THE PROJECT FAILURES ANALYSIS

The situation described in Eric's blog demonstrates three distinct problems:

1. Creating governance without user engagement. This is the Cardinal Sin. It's completely lame to not bring users into the fold when specifying rules, regulations, policies, orders, demands, mandated-sequential-small-steps-that-are-actually-big-policy-changes, and so on. Compliance requires buy-in and that means soliciting end-user opinions.

2. Ignoring technology realities. Users are aware that software as a service (SaaS) is real and often inexpensive. In 2010, it makes no sense for IT to pretend that lines of business are unable to purchase their own systems.

3. Demonstrating poor judgment. The first two points don't really reflect bad governance so much as lousy decision making.

CIO blogger, Peter Kretzman, makes similar points in a comment to the post:

Governance isn't something that IT can or should dream up and implement unilaterally: it involves the senior management team, as a group, sitting around a table originally and everyone nodding their heads that they all can and will adhere to this process, in order to achieve the benefits. If you don't have that high-level buy-in, don't even bother talking about instituting governance, because it will lead to the kinds of fiasco that you describe.

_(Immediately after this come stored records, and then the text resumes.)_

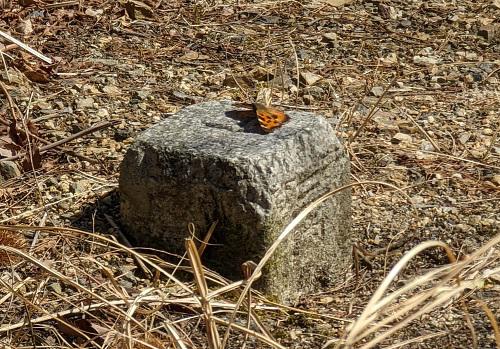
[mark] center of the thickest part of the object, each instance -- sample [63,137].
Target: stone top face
[220,129]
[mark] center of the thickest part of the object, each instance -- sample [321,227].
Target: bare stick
[373,110]
[82,133]
[25,47]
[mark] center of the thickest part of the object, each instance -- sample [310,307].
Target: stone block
[208,162]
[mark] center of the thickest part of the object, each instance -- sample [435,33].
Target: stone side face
[205,163]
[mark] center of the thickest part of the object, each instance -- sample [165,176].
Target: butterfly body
[269,117]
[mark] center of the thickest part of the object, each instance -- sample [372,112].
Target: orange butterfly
[269,117]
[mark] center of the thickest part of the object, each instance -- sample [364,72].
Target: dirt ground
[413,88]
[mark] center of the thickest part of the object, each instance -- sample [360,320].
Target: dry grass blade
[493,320]
[374,305]
[373,110]
[288,229]
[202,288]
[440,293]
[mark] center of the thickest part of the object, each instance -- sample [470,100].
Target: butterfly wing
[269,118]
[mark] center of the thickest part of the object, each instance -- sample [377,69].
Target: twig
[297,68]
[26,47]
[429,138]
[373,110]
[82,133]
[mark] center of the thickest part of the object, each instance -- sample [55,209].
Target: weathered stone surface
[209,163]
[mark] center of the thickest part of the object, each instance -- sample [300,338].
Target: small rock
[308,99]
[405,23]
[314,91]
[8,170]
[427,146]
[330,36]
[111,90]
[55,287]
[464,137]
[377,91]
[425,60]
[401,138]
[83,103]
[309,78]
[496,179]
[417,199]
[487,131]
[463,228]
[79,187]
[102,113]
[489,32]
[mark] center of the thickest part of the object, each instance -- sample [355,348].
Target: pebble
[402,138]
[377,91]
[8,170]
[309,78]
[84,103]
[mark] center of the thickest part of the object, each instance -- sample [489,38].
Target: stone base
[209,162]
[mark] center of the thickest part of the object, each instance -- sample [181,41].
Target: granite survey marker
[206,163]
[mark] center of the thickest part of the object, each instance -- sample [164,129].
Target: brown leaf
[138,10]
[34,161]
[37,76]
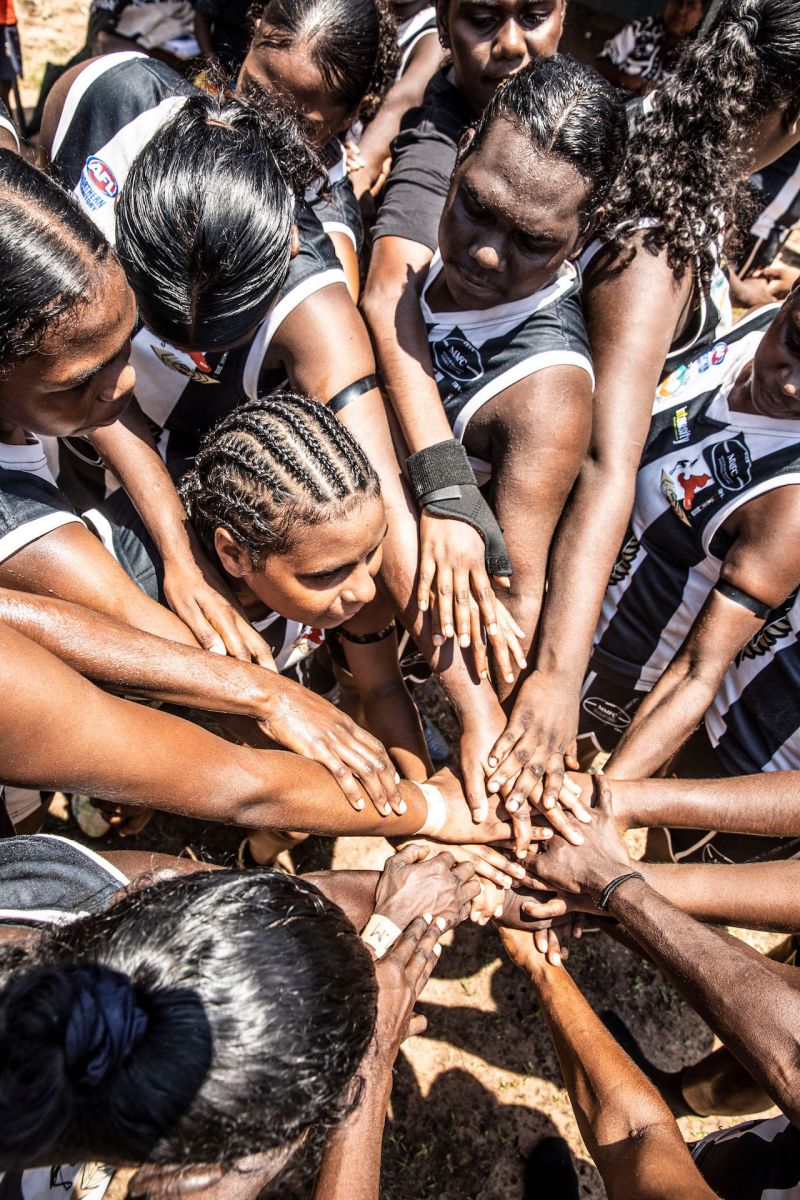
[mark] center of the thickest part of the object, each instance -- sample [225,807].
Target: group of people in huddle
[408,352]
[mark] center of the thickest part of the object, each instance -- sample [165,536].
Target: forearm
[354,892]
[767,804]
[753,895]
[391,309]
[116,655]
[584,551]
[667,717]
[753,1013]
[623,1120]
[350,1167]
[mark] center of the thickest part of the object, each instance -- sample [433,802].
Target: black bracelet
[611,888]
[367,639]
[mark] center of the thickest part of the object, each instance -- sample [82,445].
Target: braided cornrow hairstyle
[687,156]
[353,43]
[271,466]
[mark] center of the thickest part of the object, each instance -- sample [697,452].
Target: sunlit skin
[770,384]
[289,73]
[328,573]
[79,379]
[510,221]
[491,40]
[681,17]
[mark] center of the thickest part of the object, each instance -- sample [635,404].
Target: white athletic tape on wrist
[437,810]
[380,933]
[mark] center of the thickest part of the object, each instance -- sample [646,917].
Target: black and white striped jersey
[479,354]
[7,124]
[411,31]
[701,463]
[113,108]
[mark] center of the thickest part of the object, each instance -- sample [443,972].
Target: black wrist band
[757,607]
[611,888]
[353,390]
[367,639]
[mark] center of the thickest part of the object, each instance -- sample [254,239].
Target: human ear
[233,556]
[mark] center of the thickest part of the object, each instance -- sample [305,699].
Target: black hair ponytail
[353,43]
[49,251]
[204,219]
[235,1007]
[687,156]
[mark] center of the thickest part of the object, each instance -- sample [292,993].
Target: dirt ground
[482,1086]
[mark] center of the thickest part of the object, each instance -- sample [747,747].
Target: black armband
[757,607]
[353,390]
[444,483]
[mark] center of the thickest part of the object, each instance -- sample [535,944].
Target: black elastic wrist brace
[444,484]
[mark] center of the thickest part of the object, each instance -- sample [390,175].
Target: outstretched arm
[90,742]
[629,1129]
[193,587]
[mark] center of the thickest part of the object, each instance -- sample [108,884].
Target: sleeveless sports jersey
[113,108]
[411,31]
[7,124]
[479,354]
[30,503]
[336,207]
[701,463]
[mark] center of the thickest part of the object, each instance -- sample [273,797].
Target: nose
[362,586]
[489,253]
[118,382]
[510,42]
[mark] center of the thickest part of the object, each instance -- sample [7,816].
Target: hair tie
[104,1024]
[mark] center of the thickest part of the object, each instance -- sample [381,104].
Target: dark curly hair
[566,109]
[254,1000]
[687,155]
[353,43]
[271,466]
[204,219]
[50,253]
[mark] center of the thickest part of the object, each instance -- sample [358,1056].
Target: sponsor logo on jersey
[731,463]
[457,358]
[197,375]
[97,184]
[681,431]
[607,712]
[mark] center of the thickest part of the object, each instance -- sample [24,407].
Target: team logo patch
[607,712]
[97,184]
[197,375]
[731,463]
[457,358]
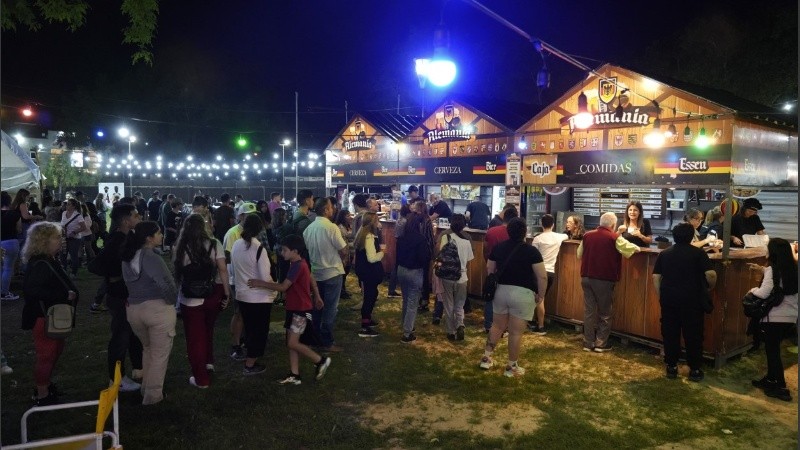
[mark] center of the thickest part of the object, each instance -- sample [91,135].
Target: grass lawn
[380,393]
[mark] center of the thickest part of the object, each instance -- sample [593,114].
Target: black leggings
[256,326]
[773,334]
[370,298]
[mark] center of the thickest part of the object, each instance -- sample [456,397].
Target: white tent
[18,169]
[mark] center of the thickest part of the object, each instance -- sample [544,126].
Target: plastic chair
[106,404]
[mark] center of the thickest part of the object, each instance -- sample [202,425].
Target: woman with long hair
[635,227]
[197,255]
[413,260]
[574,228]
[454,292]
[87,235]
[368,268]
[250,261]
[10,228]
[521,284]
[344,220]
[279,219]
[72,221]
[20,204]
[781,271]
[46,284]
[151,300]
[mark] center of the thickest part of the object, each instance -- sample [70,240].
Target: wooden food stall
[624,154]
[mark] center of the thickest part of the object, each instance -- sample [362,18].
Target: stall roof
[511,115]
[395,126]
[743,107]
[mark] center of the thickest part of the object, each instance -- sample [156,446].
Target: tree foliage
[142,16]
[60,173]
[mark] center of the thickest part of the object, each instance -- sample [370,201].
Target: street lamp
[296,191]
[283,166]
[124,133]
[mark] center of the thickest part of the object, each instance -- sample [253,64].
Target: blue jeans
[324,319]
[11,246]
[411,286]
[488,315]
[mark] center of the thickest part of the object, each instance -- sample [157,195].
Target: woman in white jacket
[250,260]
[782,271]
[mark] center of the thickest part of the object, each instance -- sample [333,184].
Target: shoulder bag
[59,318]
[490,285]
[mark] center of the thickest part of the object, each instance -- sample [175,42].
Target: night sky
[233,68]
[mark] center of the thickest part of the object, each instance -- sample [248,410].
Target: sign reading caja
[540,169]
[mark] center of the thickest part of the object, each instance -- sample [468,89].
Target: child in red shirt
[299,286]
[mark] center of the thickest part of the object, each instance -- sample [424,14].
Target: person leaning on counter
[439,208]
[636,228]
[746,222]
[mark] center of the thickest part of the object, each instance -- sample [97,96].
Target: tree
[59,173]
[142,16]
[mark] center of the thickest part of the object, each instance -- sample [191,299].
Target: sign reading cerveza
[674,166]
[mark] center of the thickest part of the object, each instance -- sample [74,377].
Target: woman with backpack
[202,275]
[450,267]
[780,273]
[368,268]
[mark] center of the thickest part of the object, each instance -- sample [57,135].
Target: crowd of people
[250,255]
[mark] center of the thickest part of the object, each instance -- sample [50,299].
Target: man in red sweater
[601,264]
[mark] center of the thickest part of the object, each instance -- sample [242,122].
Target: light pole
[283,166]
[124,133]
[296,190]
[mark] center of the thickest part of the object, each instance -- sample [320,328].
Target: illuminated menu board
[596,201]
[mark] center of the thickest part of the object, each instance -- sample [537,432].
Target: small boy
[299,287]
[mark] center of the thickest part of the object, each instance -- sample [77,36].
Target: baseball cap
[752,203]
[246,208]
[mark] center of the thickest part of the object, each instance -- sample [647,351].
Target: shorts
[514,300]
[297,321]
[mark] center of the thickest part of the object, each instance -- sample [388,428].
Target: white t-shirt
[465,254]
[548,243]
[245,267]
[88,221]
[216,254]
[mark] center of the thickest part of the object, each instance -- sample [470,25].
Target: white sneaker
[514,371]
[128,385]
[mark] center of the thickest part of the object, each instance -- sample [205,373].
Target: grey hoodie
[148,278]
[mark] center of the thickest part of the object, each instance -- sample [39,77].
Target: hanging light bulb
[671,131]
[702,142]
[584,118]
[655,138]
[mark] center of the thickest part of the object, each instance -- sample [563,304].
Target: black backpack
[197,277]
[447,265]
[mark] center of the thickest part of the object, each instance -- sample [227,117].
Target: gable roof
[395,126]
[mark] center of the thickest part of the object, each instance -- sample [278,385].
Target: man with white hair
[601,265]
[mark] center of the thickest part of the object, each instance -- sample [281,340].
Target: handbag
[757,308]
[490,286]
[59,318]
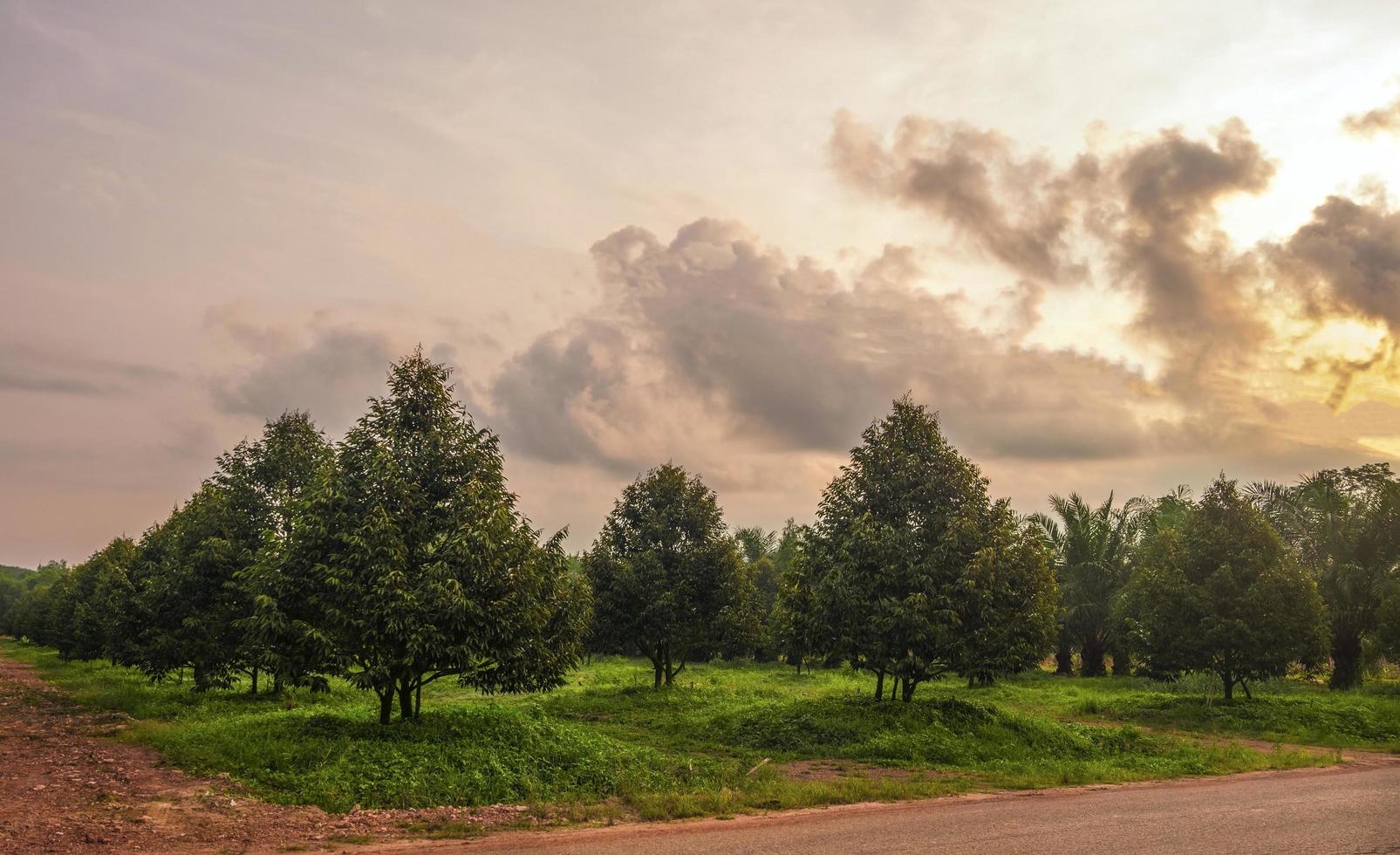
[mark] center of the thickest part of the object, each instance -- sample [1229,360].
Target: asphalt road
[1340,809]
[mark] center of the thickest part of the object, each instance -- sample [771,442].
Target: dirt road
[1340,809]
[65,788]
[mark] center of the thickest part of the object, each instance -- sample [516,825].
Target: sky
[1116,247]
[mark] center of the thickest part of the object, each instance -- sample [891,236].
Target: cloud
[1383,120]
[1198,290]
[51,371]
[1015,210]
[331,375]
[1147,210]
[1347,259]
[715,343]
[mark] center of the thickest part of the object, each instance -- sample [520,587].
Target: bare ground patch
[67,787]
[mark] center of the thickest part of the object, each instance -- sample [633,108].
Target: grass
[609,746]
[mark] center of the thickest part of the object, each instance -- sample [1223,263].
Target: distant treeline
[398,557]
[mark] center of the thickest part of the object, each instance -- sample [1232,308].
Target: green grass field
[730,738]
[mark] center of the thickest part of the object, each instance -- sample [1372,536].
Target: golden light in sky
[1117,247]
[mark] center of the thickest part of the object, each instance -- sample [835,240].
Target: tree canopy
[666,576]
[918,571]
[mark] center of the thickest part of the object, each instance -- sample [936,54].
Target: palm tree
[1344,526]
[1092,549]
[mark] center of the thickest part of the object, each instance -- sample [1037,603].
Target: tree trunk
[1091,658]
[386,704]
[1120,660]
[1064,658]
[405,699]
[1346,660]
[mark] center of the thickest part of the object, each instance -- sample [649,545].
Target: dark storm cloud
[1017,210]
[790,356]
[1151,206]
[714,336]
[1198,291]
[1347,259]
[331,377]
[1383,120]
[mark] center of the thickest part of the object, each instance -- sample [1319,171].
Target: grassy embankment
[606,745]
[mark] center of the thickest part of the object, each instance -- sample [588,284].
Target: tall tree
[191,604]
[1092,549]
[419,564]
[1344,526]
[266,482]
[1215,590]
[664,570]
[912,558]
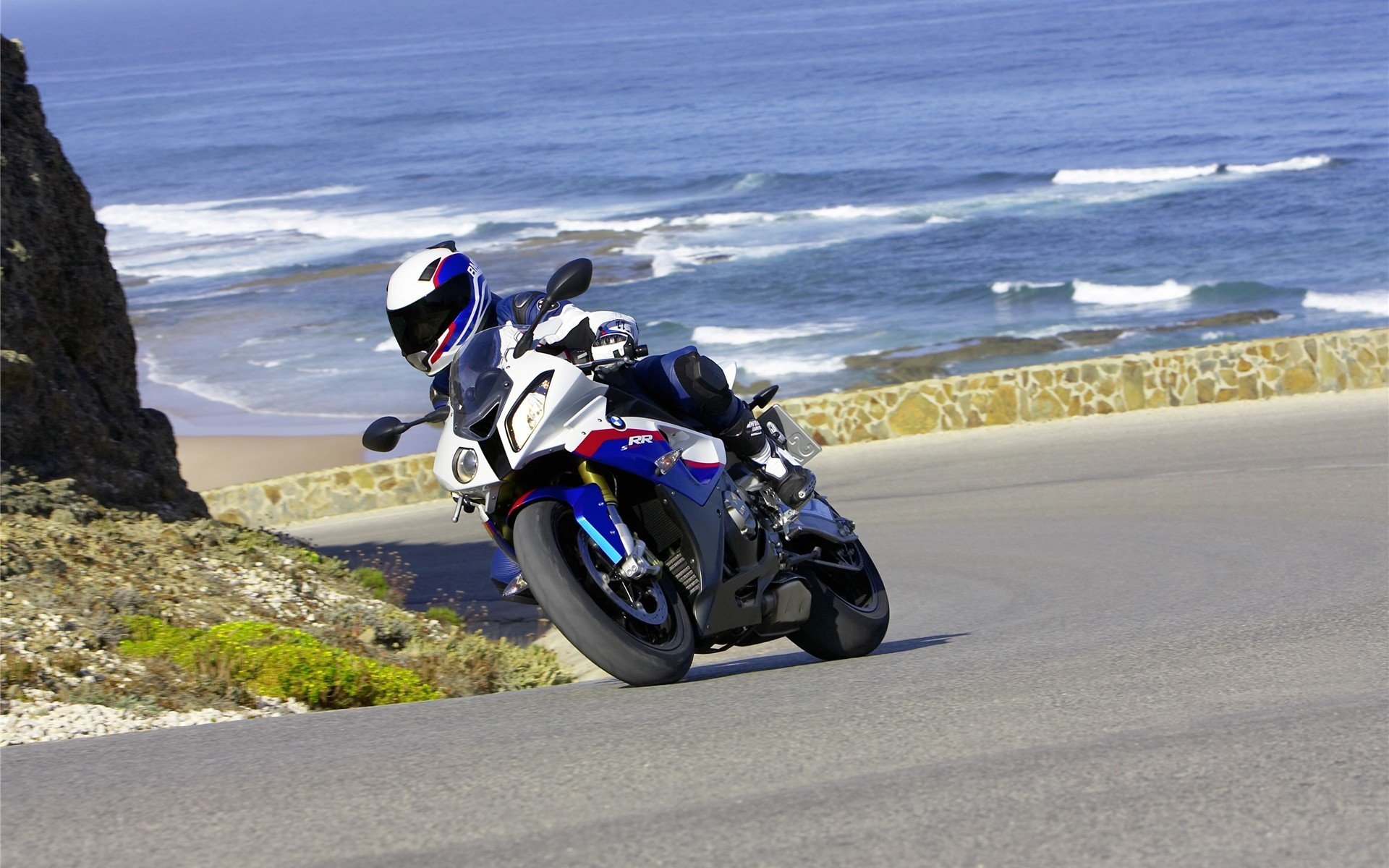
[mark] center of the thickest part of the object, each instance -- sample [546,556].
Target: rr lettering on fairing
[637,451]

The involvement of key business stakeholders in the governance body is critical. Someone not directly in IT should be fighting for that HR system, in other words, in the meeting. That doesn't mean, of course, that the answer will be yes, because the organization as a whole may indeed have higher priorities and there are limited resources as always. It should mean, though, that if the answer is no, the answer is no, and it's not a ticket to go out and build things on HR's own.

My take. As is usually the case, successful IT is not about technology, bits, or bytes. Managing and coordinating across departments and other information silos or boundaries is the key to successful IT governance. It's also the critical step in preventing IT failure.